Weekend Reading: Rexroth, Césaire & Collage
With the summer all but gone, the Maghrebi anthology all but done, the first week of teaching behind me, & a long weekend ahead, there may even be time to get some leisurely reading done. Returning to Brooklyn after 3 months on the road, I found a trove of books that had arrived or that I hadn’t gotten to in the spring. Below, a few of these (more over the next few days), though for an early morning first cup of coffee treat, mosey over to Jerry Rothenberg’s Poems & Poetics blog, & check out his & David Antin’s late fifties interview with Kenneth Rexroth, here, the first installment, here, the second.
Trying to get slightly ahead with the work schedule (a patent impossibility), I remembered that on 6 October I’ll be part of an evening celebrating Aimé Césaire — & the publication by Wesleyan UP of the unexpurgated 1948 edition of his Solar Throat Slashed, translated & edited by A. James Arnold & Clayton Eshleman — at the New York State Writers Institute in Albany. Buy it here. (More details when the time comes). As the editor/translators write: “The original 1948 edition… has a dense magic-religious frame of reference. In the late 50s, Césaire was increasingly politically focused and seeking a wider audience, when he in effect gelded the 1948 text — eliminating 31 of the 72 poems, and editing another 29.” This edition restores the texts of the original for the first time in English translation (& in a bilingual presentation). We can only be grateful to Arnold & Eshleman for this excavation, & what they have brought to the light of day is no old mummy, but a very live text, as witness the opening of the poem “Delicacy of a Mummy”:
I embalmed my severed head in a very thin skin
whose power of absorption would need to be calculated
worms? thread? swaddling clothes? at the other end ice floes of angels
Look I am so smooth you would think nobody had ever looked at me
of course I escaped the dogs
was that for nought
there are sirens that sound the call of cities
men who do not wait for the sappers of nothingness
and bewildered priests who laugh quietly
(…)
On a more theoretical level, I was very pleased to find my copies of Cutting Across Media: Appropriation Art, Interventionist Collage and Copyright Law, edited by Kembrew McLeod & Rudolf Kuenzli, & published by Duke University Press (buy here) — which represents the revised papers given at a conference on collage at the University of Iowa in 2005. Besides the editors, the volume features essays by, among others, Marcus Boon (“Digital Mana: On the Source of the Infinite Proliferation of Mutant Copies in Contemporary Culture”), Carrie McLaren (“Copyrights and Copywrongs”), David Tetzlaff (“Das Plagiierenwerk: Convolute Uii”), Joshua Clover (“Ambiguity and Theft”), Lorraine Morales Cox (“Cultural Sampling and Social Critique: The Collage Aesthetic of Chris Ofili”), Jonathan Letham (“The Ecstasy of Influence: A Plagiarism”), and my own “On the Seamlessly Nomadic Nature of Collage.”

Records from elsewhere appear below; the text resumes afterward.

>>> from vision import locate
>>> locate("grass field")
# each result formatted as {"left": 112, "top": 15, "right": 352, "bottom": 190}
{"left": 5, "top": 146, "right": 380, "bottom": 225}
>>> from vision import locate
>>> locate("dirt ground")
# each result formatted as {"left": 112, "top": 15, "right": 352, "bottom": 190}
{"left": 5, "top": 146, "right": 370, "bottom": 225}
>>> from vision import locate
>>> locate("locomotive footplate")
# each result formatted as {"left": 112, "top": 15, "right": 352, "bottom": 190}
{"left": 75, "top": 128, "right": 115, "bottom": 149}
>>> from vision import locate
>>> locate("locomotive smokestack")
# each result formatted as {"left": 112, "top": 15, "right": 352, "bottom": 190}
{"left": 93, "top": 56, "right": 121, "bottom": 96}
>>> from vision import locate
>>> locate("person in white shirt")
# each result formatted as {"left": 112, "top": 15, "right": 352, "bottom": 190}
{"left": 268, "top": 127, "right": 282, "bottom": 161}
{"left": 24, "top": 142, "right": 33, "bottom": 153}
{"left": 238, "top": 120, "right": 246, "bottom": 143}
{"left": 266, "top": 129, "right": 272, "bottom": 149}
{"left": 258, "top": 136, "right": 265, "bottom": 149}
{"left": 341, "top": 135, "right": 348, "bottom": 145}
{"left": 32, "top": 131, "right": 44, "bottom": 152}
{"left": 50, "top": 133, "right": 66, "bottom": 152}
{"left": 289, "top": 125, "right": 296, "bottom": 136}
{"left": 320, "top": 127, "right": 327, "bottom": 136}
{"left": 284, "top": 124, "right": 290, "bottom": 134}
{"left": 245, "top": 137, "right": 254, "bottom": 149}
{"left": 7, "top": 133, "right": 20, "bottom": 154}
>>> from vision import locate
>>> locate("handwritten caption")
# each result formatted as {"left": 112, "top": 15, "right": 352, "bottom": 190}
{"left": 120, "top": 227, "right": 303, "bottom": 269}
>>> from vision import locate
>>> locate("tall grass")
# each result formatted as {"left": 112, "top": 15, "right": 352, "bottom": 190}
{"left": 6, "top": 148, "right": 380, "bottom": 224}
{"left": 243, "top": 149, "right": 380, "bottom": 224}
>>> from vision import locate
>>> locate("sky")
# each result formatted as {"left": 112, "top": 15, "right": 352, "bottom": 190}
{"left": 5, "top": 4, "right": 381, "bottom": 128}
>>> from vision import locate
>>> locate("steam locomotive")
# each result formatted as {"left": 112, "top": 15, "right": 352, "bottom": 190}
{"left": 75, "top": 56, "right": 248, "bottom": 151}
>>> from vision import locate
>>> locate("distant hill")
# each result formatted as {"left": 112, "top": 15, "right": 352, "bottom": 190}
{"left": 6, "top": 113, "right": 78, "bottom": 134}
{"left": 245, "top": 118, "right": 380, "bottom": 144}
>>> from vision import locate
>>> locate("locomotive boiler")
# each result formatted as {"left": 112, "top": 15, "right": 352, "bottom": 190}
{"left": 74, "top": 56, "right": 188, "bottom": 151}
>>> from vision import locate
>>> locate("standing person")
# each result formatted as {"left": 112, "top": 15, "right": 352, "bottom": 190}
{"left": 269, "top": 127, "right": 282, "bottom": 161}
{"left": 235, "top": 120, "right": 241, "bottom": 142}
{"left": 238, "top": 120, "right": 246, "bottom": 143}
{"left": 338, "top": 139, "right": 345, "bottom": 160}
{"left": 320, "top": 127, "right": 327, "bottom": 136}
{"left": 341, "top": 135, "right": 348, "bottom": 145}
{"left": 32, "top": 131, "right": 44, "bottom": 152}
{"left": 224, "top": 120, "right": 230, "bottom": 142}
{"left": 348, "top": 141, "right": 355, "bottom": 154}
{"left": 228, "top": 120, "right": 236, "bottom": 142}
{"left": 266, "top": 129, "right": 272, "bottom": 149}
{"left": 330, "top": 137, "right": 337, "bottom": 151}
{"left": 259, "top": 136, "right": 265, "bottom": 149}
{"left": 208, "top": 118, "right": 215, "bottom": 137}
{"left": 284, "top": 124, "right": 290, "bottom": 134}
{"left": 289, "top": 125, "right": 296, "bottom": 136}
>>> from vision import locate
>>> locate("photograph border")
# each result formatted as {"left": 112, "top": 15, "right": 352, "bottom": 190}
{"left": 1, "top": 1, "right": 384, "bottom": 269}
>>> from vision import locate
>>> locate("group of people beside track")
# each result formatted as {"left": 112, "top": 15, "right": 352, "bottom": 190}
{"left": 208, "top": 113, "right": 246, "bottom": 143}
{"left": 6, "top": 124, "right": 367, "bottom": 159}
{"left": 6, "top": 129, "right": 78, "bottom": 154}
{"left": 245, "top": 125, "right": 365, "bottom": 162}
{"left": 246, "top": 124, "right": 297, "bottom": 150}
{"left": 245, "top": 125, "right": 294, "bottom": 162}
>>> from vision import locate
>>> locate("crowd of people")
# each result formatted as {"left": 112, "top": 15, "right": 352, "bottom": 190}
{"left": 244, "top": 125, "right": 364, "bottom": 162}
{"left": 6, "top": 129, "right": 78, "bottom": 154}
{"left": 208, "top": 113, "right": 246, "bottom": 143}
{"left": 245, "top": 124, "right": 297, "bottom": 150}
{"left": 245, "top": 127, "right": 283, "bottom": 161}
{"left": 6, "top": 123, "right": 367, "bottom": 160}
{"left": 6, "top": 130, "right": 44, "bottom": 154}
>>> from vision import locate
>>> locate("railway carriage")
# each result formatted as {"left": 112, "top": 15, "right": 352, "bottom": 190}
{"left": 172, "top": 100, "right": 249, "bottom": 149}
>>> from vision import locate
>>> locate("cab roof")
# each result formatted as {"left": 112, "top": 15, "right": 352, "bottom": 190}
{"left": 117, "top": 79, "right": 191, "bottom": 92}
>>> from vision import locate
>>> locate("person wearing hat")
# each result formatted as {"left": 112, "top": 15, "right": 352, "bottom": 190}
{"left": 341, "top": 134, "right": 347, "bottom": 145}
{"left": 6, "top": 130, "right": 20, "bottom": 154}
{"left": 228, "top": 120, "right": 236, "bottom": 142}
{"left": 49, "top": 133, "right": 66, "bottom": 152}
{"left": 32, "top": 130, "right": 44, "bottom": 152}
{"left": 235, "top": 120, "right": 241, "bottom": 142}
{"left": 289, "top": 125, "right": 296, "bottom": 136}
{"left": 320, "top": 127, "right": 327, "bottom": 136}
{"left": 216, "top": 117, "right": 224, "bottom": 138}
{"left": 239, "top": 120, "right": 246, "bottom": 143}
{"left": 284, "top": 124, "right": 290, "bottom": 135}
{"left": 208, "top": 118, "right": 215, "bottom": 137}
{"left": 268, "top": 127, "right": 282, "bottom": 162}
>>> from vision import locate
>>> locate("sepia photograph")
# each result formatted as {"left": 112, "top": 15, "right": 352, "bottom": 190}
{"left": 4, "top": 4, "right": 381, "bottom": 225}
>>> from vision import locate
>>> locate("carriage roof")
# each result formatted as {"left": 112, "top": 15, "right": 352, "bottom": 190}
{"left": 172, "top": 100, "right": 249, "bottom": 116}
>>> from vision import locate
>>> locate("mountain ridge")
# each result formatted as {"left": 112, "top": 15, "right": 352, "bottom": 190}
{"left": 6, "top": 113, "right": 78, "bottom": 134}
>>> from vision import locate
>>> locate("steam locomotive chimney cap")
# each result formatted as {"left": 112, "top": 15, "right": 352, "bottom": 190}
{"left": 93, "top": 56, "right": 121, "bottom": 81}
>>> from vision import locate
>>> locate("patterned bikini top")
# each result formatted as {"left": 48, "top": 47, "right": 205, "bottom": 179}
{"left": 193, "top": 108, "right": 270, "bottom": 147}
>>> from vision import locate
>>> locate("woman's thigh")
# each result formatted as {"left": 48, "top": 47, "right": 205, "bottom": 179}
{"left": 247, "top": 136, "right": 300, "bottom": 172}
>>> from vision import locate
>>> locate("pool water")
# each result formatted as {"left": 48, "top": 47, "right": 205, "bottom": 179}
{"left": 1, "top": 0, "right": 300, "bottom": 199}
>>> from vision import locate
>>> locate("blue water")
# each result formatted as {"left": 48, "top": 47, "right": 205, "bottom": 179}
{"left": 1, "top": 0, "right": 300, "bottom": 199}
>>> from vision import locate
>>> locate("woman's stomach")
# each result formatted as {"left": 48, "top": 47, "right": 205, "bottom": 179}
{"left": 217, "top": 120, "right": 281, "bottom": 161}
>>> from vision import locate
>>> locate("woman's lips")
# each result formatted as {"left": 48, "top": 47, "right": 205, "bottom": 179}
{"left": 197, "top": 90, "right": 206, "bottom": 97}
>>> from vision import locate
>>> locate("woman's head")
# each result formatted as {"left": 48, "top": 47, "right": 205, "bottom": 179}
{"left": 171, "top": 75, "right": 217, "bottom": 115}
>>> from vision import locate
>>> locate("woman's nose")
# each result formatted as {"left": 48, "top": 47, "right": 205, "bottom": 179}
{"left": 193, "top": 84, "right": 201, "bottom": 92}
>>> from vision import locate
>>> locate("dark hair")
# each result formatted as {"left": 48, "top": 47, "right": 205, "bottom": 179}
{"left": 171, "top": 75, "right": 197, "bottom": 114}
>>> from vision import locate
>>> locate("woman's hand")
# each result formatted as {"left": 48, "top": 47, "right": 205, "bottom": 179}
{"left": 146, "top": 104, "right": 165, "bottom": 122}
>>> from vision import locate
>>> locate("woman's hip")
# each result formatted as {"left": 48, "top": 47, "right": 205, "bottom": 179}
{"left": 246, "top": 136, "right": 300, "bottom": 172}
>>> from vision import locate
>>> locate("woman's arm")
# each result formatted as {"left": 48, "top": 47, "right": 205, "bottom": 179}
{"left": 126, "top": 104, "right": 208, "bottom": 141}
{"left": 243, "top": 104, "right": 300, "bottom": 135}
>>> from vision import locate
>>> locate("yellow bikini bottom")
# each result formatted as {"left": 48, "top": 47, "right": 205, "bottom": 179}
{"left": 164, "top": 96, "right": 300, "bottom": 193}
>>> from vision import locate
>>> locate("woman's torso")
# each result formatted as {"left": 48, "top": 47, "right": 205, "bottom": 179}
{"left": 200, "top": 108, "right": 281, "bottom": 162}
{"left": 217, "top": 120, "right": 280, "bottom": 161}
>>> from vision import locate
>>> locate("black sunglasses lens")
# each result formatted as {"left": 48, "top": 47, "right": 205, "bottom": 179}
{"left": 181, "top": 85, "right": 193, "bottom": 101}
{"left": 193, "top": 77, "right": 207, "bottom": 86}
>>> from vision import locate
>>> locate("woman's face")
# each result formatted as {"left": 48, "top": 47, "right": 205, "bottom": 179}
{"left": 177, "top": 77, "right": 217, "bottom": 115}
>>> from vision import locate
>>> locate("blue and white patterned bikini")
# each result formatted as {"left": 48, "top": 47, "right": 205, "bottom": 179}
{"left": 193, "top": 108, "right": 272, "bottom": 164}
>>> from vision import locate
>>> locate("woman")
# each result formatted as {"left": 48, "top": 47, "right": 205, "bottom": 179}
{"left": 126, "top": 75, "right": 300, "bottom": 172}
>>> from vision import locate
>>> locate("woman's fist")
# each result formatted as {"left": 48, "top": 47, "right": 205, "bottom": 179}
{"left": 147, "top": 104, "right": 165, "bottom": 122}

Enjoy! & have a great labor Day (though I do think that any celebration of Labor would happen on 1st May, not in early September.
My favorite collection of essays on art and appropriation is DJ Spooky’s “Sound Unbound Sampling Digital Music and Culture”. It includes the Lethem essay and others on writing but trends more toward music. What’s not to like about a book that puts Pierre Boulez, Vijay Iyer, and Chuck D under the same cover?
Not that I was alive then but both Canada and the U.S. have been celebrating Labor Day, the 1st Monday in September since the early 1880s. Surprised you missed it! There are still parades. As a child, it meant the end of summer when I had to come home from the cottage, a desperate portrait of youthful depression to be sure. Members of the Commonwealth seem to have dates all over the calendar; Trinidad, June 19, New Zealand, 4th Monday in October and Australia, 1st Monday in March and so on. Over 80 countries celebrate May 1st. Apparently we are in the minority again. I will spend Labor Day writing verbage for a website. Only me having a baby would cause more Labor! Memories of being ordered to “get in the car” will surely come to mind.